Global outage event
If you're experiencing issues with your AWS services, then please refer to the AWS Health Dashboard. You can find the overall status of ongoing outages, the health of AWS services, and the latest updates from AWS engineers.
如何对 SageMaker AI 计划笔记本作业中出现的问题进行故障排除?
我想对 Amazon SageMaker AI 计划笔记本作业中出现的问题进行故障排除。
解决方法
您的笔记本作业未在计划时间内运行
计划笔记本作业使用 Amazon EventBridge 和 SageMaker AI 训练和管道服务。如果您的笔记本未在计划时间内运行,则您的 AWS Identity and Access Management (IAM) 角色可能没有所需的权限。
您用于创建和计划笔记本作业的 IAM 角色可以是 SageMaker AI Studio 域角色,也可以是附加到域中单个用户配置文件的角色。

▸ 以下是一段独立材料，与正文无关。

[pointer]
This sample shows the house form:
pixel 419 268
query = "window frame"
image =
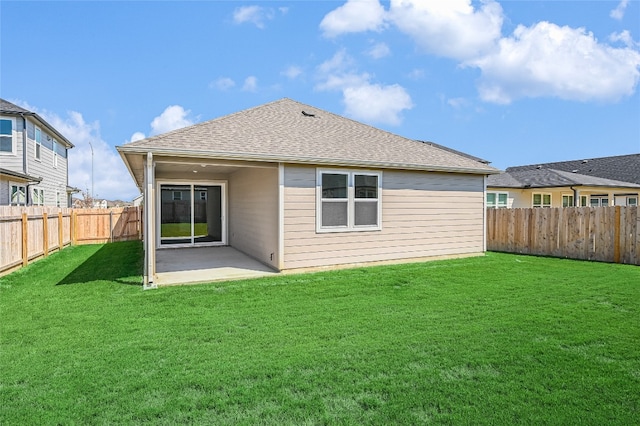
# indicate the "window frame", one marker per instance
pixel 571 200
pixel 497 204
pixel 351 201
pixel 542 203
pixel 24 193
pixel 13 136
pixel 37 147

要为计划笔记本作业授予管理 Amazon CloudWatch 事件的权限,请在您的计划笔记本作业中添加以下策略:
{ "Version": "2012-10-17", "Statement": [ { "Sid": "VisualEditor0", "Effect": "Allow", "Action": [ "events:TagResource", "events:DeleteRule", "events:PutTargets", "events:DescribeRule", "events:PutRule", "events:RemoveTargets", "events:DisableRule", "events:EnableRule" ], "Resource": "*", "Condition": { "StringEquals": { "aws:ResourceTag/sagemaker:is-scheduling-notebook-job": "true" } } }, { "Sid": "VisualEditor1", "Effect": "Allow", "Action": "iam:PassRole", "Resource": "arn:aws:iam::*:role/*", "Condition": { "StringLike": { "iam:PassedToService": "events.amazonaws.com" } } }, { "Sid": "VisualEditor2", "Effect": "Allow", "Action": "sagemaker:ListTags", "Resource": "arn:aws:sagemaker:*:*:user-profile/*/*" } ] }
**注意:**上述策略允许在用户配置文件上列出标签,以识别标记为计划作业的笔记本。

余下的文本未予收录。